I read an interesting article last week on the growing achievement gap in schools between girls and boys. This prompted me to check our test scores and sure enough, in reading and writing KPBSD girls outperform the boys by a significant margin. Last year in math there was no difference in the average scores of the two. What was most striking to me is that this has been the case for several years. The article makes the familiar argument that schools are better designed for those who are nurturing, collaborative, disciplined, neat, and studious. While there are plenty of boys who respond to this design, there are also plenty of boys who do not. What then, can schools do to better engage its boys?

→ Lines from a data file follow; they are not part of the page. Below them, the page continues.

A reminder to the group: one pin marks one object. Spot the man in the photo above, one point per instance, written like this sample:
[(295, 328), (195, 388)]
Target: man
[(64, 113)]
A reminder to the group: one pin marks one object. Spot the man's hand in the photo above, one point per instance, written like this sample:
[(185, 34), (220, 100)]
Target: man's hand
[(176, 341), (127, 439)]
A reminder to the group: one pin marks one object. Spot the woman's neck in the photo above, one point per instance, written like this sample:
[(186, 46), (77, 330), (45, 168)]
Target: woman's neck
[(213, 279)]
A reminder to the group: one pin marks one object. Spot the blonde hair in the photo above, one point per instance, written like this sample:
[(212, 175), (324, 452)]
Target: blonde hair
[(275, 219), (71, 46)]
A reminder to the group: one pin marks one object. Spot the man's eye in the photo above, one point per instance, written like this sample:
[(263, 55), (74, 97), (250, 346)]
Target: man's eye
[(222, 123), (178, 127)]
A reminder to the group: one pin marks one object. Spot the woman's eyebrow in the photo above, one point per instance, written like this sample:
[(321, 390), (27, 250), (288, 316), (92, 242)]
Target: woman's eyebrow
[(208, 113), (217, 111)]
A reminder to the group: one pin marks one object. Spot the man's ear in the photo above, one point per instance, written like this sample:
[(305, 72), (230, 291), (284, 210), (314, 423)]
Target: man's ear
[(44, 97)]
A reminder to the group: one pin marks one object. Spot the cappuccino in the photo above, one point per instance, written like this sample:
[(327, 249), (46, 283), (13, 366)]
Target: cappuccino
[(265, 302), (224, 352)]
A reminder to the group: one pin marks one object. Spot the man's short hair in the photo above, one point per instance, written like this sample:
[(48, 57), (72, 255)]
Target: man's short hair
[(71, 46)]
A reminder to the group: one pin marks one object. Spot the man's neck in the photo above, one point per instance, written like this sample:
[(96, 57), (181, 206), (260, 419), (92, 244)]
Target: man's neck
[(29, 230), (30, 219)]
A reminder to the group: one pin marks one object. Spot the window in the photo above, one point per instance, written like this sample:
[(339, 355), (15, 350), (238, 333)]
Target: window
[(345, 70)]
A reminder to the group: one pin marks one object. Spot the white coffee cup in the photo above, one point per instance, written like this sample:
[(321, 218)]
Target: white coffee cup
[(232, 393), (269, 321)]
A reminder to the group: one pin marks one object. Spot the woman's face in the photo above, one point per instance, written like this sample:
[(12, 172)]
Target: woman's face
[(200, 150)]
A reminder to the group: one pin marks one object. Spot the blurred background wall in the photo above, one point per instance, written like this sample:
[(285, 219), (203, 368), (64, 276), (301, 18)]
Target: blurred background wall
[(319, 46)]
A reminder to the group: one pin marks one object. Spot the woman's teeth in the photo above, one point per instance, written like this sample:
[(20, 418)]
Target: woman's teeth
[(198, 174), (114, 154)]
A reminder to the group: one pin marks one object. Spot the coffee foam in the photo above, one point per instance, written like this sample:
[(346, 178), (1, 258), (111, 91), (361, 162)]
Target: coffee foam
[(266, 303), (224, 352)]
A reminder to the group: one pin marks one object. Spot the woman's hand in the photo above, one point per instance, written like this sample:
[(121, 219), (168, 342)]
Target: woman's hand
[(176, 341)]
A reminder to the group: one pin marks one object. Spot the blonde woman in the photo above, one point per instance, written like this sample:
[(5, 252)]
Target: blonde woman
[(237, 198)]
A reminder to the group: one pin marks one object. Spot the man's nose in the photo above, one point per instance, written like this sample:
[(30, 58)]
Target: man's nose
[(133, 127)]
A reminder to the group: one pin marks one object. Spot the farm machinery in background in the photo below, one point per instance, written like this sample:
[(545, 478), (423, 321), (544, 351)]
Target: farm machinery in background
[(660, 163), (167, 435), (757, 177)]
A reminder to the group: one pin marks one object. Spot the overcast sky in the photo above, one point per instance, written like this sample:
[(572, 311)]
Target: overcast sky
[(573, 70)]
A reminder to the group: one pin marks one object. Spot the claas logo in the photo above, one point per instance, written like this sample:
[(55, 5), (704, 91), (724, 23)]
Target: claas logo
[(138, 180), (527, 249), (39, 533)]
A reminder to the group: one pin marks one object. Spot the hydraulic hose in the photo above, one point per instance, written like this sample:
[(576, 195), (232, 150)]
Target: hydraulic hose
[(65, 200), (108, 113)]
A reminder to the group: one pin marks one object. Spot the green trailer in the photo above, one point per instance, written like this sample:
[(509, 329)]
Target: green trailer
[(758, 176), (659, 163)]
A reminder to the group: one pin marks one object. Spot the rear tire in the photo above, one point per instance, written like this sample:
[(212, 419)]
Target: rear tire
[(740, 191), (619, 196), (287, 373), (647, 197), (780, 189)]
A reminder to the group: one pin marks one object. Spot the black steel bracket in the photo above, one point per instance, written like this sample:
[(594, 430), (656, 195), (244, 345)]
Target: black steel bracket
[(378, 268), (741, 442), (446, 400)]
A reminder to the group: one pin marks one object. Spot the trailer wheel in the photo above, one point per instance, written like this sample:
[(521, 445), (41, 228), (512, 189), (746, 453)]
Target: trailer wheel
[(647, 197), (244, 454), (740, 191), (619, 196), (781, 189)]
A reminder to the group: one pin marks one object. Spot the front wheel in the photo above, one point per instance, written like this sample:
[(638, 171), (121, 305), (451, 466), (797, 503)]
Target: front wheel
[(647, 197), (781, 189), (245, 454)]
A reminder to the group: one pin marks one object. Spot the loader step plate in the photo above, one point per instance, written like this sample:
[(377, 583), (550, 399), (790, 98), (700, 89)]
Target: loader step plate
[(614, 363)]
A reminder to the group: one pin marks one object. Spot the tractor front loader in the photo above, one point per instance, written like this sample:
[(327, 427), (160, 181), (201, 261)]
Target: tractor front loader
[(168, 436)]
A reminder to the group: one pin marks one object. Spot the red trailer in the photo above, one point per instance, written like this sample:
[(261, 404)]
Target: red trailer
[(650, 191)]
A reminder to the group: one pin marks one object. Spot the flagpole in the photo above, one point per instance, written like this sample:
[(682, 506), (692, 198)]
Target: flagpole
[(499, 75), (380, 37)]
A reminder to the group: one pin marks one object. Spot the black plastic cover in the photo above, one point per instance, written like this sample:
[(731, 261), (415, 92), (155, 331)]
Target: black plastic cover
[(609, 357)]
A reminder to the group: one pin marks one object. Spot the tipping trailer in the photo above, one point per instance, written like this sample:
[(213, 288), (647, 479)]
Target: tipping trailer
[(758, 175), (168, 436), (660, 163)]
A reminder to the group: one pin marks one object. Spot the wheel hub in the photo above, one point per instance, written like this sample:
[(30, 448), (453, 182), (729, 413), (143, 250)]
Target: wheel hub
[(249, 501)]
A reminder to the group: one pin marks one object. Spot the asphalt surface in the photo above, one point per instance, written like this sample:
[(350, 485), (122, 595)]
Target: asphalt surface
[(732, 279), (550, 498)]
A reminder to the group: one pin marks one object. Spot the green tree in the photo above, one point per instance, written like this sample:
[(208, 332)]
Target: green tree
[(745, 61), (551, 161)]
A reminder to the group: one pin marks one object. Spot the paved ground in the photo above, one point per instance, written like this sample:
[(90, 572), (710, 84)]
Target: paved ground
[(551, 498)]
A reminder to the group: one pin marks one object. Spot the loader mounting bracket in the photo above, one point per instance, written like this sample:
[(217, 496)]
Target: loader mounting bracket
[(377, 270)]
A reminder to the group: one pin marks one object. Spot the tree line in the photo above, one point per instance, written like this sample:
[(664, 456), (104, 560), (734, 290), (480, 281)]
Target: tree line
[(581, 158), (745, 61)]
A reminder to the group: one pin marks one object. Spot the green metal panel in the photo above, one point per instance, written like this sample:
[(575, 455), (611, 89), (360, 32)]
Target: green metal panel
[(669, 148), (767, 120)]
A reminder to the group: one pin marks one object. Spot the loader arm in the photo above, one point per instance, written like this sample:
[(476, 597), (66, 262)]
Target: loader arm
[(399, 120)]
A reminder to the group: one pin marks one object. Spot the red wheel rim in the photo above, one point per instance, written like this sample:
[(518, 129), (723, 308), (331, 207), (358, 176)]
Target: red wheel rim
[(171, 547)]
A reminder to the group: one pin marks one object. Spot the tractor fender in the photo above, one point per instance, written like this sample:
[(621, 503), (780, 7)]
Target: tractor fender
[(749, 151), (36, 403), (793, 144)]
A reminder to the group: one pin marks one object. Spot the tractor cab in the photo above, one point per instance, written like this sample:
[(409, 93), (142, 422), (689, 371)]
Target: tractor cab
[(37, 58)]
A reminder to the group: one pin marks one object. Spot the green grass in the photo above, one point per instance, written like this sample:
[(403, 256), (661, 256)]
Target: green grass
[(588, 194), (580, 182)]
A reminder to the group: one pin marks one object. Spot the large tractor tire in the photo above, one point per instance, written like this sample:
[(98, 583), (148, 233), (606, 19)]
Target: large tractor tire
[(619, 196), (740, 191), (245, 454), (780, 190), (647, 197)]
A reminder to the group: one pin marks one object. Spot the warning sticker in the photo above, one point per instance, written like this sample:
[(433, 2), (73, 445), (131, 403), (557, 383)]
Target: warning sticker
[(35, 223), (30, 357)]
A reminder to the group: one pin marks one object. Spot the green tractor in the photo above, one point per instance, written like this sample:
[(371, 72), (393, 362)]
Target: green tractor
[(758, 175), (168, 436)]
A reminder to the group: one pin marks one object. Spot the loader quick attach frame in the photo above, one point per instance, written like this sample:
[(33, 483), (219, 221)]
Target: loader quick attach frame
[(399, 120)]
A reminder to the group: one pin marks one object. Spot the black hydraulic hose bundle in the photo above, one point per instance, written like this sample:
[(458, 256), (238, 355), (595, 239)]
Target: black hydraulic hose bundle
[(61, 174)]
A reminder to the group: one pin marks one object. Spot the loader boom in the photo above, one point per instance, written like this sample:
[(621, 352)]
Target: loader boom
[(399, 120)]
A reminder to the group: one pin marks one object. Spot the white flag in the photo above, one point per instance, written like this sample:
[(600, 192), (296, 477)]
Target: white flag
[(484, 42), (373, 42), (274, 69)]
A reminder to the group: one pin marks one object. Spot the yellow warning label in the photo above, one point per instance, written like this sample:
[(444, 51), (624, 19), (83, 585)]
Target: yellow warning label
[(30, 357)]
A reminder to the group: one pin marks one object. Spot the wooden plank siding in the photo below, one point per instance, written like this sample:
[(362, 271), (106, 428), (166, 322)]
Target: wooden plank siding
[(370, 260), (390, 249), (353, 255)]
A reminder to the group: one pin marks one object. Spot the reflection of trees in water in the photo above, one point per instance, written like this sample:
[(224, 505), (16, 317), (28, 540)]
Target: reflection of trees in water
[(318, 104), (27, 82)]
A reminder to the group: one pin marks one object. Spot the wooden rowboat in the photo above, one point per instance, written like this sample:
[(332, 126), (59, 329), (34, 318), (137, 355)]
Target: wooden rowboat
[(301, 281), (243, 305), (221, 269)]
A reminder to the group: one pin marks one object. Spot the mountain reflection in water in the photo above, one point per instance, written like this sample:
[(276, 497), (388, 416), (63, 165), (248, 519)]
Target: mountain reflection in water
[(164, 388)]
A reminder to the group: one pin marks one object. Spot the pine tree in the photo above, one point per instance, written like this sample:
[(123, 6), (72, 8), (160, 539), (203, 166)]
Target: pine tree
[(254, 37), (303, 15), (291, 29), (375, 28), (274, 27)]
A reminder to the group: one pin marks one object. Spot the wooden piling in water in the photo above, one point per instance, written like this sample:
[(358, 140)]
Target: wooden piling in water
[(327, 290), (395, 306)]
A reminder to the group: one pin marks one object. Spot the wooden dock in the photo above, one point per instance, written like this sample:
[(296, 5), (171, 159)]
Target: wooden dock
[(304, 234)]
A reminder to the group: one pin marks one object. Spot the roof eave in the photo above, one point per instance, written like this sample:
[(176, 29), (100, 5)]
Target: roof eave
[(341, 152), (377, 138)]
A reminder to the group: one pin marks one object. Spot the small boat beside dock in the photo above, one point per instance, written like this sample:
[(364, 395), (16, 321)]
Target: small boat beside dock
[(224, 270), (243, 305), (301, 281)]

The obvious thing is to do more to meet our students where they are at and not assume that with the right prompting all will move to a central location. While competition is shunned in some classes, it is likely that a portion of our boys will better respond to this sort of environment than they would to a collaborative one. If we are to truly meet our district goal of increasing student engagement through effective instruction, then we will have to recognize that the strategies used to engage will need to vary depending on the student. Although separating boys from girls for instruction at school is being challenged as illegal, it would be interesting for one of our schools to do this for the teaching of writing, the subject area with the biggest score difference. Boys dominate our discipline lists, there’s no reason why they can’t be neck and neck with the girls in all content areas.
3 Comments
It would be interesting to try out this concept within a single classroom. I envision having various “writing clubs” within a classroom, and while it wouldn’t necessarily have to be a boy/girl split, it sure could be a competitive/collaborative split. Of course it would have to be a year-long model and data would need to be collected and analyzed to see if it made a difference. This would bypass the “legalities” of gender-separate instruction. It’s something to think about.
thanks for the comment- I like the idea. I will be encouraging staff in the coming weeks to think about this issue and when appropriate, try some strategies that address the perceived reasons why the boys are not keeping pace with the girls.
A chief argument for separating girls and boys through elementary school has traditionally been that girls usually grow and mature faster until high school, when the
boys eventually catch up.
This makes girls usually more dominate, and the leaders, all through elementary school.